October 22, 2007
I have met the lawyer, writer, actor and economist Ben Stein a couple of times when we both appeared as guests with on Fox’s “Cavuto on Business”. I was a little star-struck at first, but after a few minutes of chatting in the green room, I realized that he was closer to my investment philosophy than that of the other guests. While they were salivating over individual stocks, he and I were happy to talk about boring old exchange-traded funds based on the value of major indices.
I thought about Mr. Stein recently after receiving a few calls on the radio show from investors who were ecstatic about one stock or another. I know that this is not a popular position, but frankly, I am not that intrigued by individual company stories. Yes, we know that your brother in-law’s cousin was the first guy to buy Microsoft, but in twenty years of doing this, I have rarely encountered any retail investor who consistently beat the stock market index with a portfolio of individual holdings.
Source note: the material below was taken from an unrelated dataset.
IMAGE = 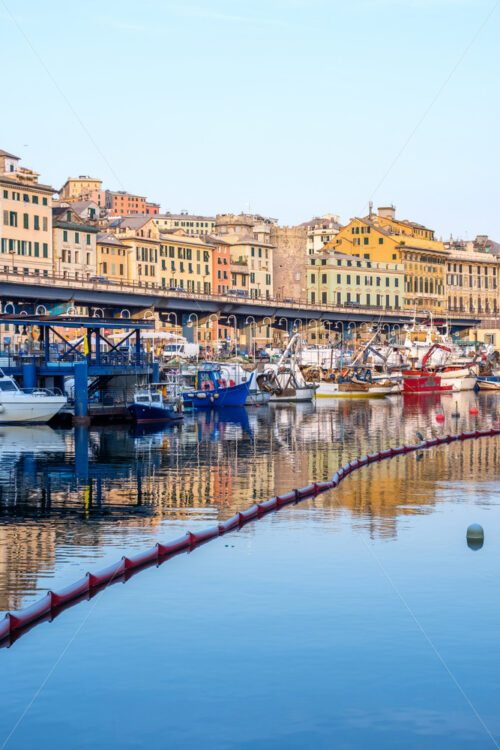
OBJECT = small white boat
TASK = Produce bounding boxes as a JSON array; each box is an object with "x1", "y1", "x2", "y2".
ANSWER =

It’s worth mentioning that rarely does an investor regale you with the story of his most embarrassing losers; rather he seems only to talk about the winners.
I acknowledge that are some incredibly brilliant people with resources far greater than mine who are truly gifted stock pickers. But given that 90% of a retail investor’s return is derived from the top-line asset allocation decision (i.e. the choice of stocks, bonds, commodities and cash), doesn’t it make more sense on concentrating on that part of the analysis than to hoist that dart towards a board filled with individual stocks? Ben Stein recently underscored this concept in the New York Times (“Sound Investing and Peaceful Sleep” October 14, 2007) when he stated clearly: “Avoid individual stocks. The data on this is as clear as a bell, and has been compiled by high-end thinkers ranging from Nobel laureates to the best friend the ordinary investor has ever had, John C. Bogle of Vanguard. Basically, you and I cannot pick stocks.”
Mr. Stein then points out what I have been saying for some time---that it has never been better to be a small investor! The advent of open-ended, no load mutual funds, index funds and exchange-traded funds have opened up opportunities that have never been possible in the past. You can now select assets to create a well-diversified portfolio without paying boatloads of money or worrying about company-specific risks. “The evidence that this form of investment does better over long periods than trying to pick stocks is simply staggering…Just as you might stop to gamble $300 as you pass by the craps table at the Mirage on your way back from the meeting to your room, feel free to take a flier on a few stocks just for laughs. But keep it limited.”
It’s worth noting that I’ve been around a lot of talented traders in my time. It is interesting to note that almost every one of them, ranging in ages has abandoned individual stocks in favor of exchange-traded funds. When they want a little “action” on a particular stock, they dabble with small amounts in their retirement accounts. If it’s good enough for these stars and Ben Stein, maybe you should try it too!